Either Party may terminate upon written notice if the other materially breaches this Agreement and fails to cure within thirty (30) days.
(a) Upon termination of this Agreement for any reason, Caryfy shall promptly return to Customer or, if agreed to by Customer, destroy all PHI that Caryfy maintains in any form, and shall require any subcontractors or affiliates to do the same.
(b) If Caryfy determines that return or destruction is infeasible, Caryfy shall (i) extend the protections of this Agreement to the retained PHI, (ii) limit further use or disclosure of such PHI to those purposes that make return or destruction infeasible, and (iii) destroy the PHI as soon as the reason for retention no longer applies.
(c) For clarity, data return and destruction conducted in accordance with Section 3.4 (Data Retention and Deletion) of the Caryfy Terms of Use shall be deemed to satisfy this Section with respect to PHI, provided that Caryfy certifies destruction upon Customer's written request.
(d) All protections, restrictions, and obligations under this Agreement shall remain in effect with respect to any PHI retained pursuant to this Section until such PHI is destroyed.
Sections 3, 5.3, 6, and 7 survive termination.
In the event of conflict, this Section shall control with respect to any claim arising from the use, disclosure, or safeguarding of PHI. Caryfy shall indemnify and hold harmless Customer from third-party claims, damages, or losses arising from Caryfy's (a) breach of this Agreement, (b) violation of the HIPAA Rules, or (c) gross negligence or willful misconduct, subject to Section 7.
Customer shall indemnify and hold harmless Caryfy from claims or losses arising from Customer's breach of this Agreement or violation of HIPAA Rules, except to the extent caused by Caryfy's gross negligence or willful misconduct.
THIS INDEMNIFICATION OBLIGATION IS IN ADDITION TO, AND NOT IN LIMITATION OF, THE INDEMNIFICATION OBLIGATIONS SET FORTH IN THE CAREBRAVO™ TERMS OF USE.
The Parties shall amend this Agreement as necessary to comply with changes in the HIPAA Rules.
The terms of this Agreement shall prevail in the case of any conflict with the terms of any Underlying Contract to the extent and only to the extent of the conflict and only to the extent that it is reasonably impossible to comply with both the terms of the Underlying Contract and the terms of this Agreement.
Neither Party may assign this Agreement without the other's written consent, except to an Affiliate or successor in interest assuming all obligations.
All notices under this Agreement must be in writing and delivered (a) by email to the notice addresses specified in the applicable Order Form (or as updated in writing by a Party), (b) via the Customer portal/administrative console where expressly permitted for operational notices, or (c) by nationally recognized overnight courier.

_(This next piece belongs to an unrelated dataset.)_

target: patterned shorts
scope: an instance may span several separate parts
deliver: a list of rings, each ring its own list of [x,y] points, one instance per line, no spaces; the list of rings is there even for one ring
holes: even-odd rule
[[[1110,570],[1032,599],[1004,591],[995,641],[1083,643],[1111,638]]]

Notices are deemed given: (i) for email, when sent with confirmation of transmission and no bounce-back or system error is received; (ii) for portal postings/messages, when posted to the Customer's designated administrative account; and (iii) for courier, upon documented delivery.

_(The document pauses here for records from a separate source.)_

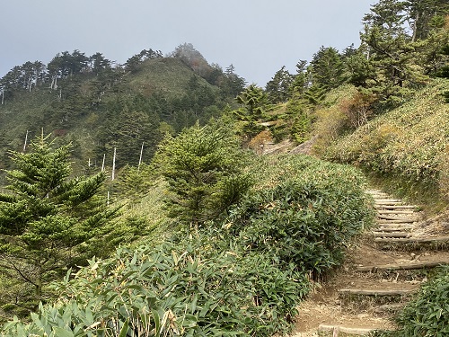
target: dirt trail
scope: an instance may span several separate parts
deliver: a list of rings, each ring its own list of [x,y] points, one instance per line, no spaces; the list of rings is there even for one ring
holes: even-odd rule
[[[436,266],[449,264],[445,230],[429,231],[429,223],[413,205],[380,191],[367,192],[375,201],[377,225],[348,249],[345,264],[301,304],[292,336],[366,335],[394,329],[392,315]]]

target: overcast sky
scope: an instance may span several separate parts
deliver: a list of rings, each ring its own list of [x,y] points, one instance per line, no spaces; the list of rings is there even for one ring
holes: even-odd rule
[[[265,86],[321,46],[359,45],[376,0],[0,0],[0,77],[26,61],[101,52],[124,63],[142,49],[192,43],[209,63],[233,64]]]

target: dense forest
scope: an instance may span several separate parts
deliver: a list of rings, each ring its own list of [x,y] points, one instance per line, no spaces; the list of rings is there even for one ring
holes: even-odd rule
[[[2,77],[1,334],[286,333],[373,225],[368,182],[448,211],[449,4],[379,0],[362,20],[359,47],[265,87],[189,43]]]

Each Party is responsible for keeping its notice contact information current. Breach and Security Incident notices to Customer shall be sent by email to Customer's designated privacy/security contact(s) listed in the Order Form (with a copy to legal, if provided) and may also be posted in the Customer portal. Either Party may update its notice details by notice given in accordance with this Section.
This Agreement is governed by the laws of the State of Georgia and shall be enforceable in the courts of the State of Georgia, or in the Atlanta Division of the U.S. District Court for the Northern District of Georgia. The Parties irrevocably submit to the exclusive jurisdiction of such courts.
This Agreement is accepted electronically through Customer's acceptance of the CareBravo™ Terms of Use and does not require separate physical or digital signatures to be valid and enforceable under applicable electronic signature laws (including the U.S. E-SIGN Act and state UETA statutes).
Nothing in this Agreement shall confer upon any person other than the Parties and their respective successors or assigns, any rights, remedies, obligations, or liabilities whatsoever.